В предложенной Аристотелем и Аквинатом версии тезис о несовершенстве стыдящегося человека соответствует не столько утверждению о приоритетности каких-то иных санкций по отношению к чувству стыда, сколько признанию приоритета внесанкционого саморегулирования над опирающимся на санкции. Однако аристотелианский тезис «стыд не является добродетелью» контрастно оттеняет то обстоятельство, что у разных видов идеальных санкций имеются градации в перфекционистском отношении. Например, перед теми людьми, которые ориентируются на страх возможного бесчестья, всегда открываются два пути: не совершать дурной поступок или, совершив, скрывать его от других. Тот же, кто опасается будущих собственных укоров, имеет лишь один вариант поведения - не делать дурного. В этом смысле он более крепко связывает себя с нравственными ценностями и нормами, и в силу этого он более добродетельный или более совершенный человек. Это обстоятельство позволяет вести речь о квазиморальном характере стыда.
Гораздо более мощным и радикальным второй аргумент в пользу исключительно внутреннего характера моральных санкций оказывается в тех случаях, когда в качестве подлинного морального совершенства воспринимаются лишь те свойства личности, которые обретены автономно, или же когда само совершенство отождествляется с реализацией автономии. К примеру, А.А. Гусейнов пишет: «Действенность нравственности, соответствующая ее претензиям на автономность и безусловность, состоит именно в... возможности запретить действия на основании одних лишь (курсив мой. - А.П.) нравственных критериев» Гусейнов А.А. Нравственность в свете негативной этики // Мораль. Разнообразие понятий и смыслов: К 75-летию А.А. Гусейнова. М., 2014. С. 28.. Отсюда следует, что если моральный субъект отказывается от безнравственного действия в связи с какими-то иными факторами, то мотивация его поступка уже не является моральной. Как заметил У. Франкена, подробно реконструировавший, но не разделявший данную позицию, санкции, связанные с похвалой или осуждением, «являются причиной того, что люди делают именно то, что сделал бы в этой ситуации хороший человек, но они не ведут к тому, чтобы люди делали это так, как делает хороший человек» Frankena W. Is Morality a Purely Personal Matter? // Midwest Studies in Philosophy. 1978. Vol. III. P. 128.. Если спроецировать последнее утверждение на проблему стыда, то мы увидим, что на весах морального совершенства поступок, продиктованный предвосхищением стыда, весит немного, во всяком случае, не намного больше, чем поступок, продиктованный страхом правового наказания. И подобно страху наказания, стыд должен быть исключен из числа моральных явлений.
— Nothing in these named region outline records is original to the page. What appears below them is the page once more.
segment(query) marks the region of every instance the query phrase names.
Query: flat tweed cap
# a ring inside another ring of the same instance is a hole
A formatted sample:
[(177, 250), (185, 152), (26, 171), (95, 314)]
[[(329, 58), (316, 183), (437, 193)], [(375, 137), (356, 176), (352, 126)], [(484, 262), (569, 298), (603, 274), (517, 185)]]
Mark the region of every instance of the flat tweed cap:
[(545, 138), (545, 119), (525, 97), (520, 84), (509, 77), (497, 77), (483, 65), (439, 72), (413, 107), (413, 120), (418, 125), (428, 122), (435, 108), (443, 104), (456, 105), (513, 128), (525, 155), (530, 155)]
Реабилитация стыда: основные стратегии
Каковы возможные стратегии, позволяющие обосновать моральный статус стыда, несмотря на его гетерономный характер? Существуют два рассуждения, направленных на достижение этой цели. Первое сосредоточено на демонстрации того, что сомнительные с точки зрения морали свойства стыда не так уж велики. Другими словами, оно демонстрирует, что стыд не столь уж гетерономен. Второе направление связано с доказательством того, что сомнительные свойства стыда не столь уж сомнительны. Другими словами, его гетероном- ность не имеет решающего значения. Она не то чтобы совсем не важна, но просто должна оцениваться вместе с другими свойствами этого переживания, и другие свойства могут компенсировать недостаток автономности.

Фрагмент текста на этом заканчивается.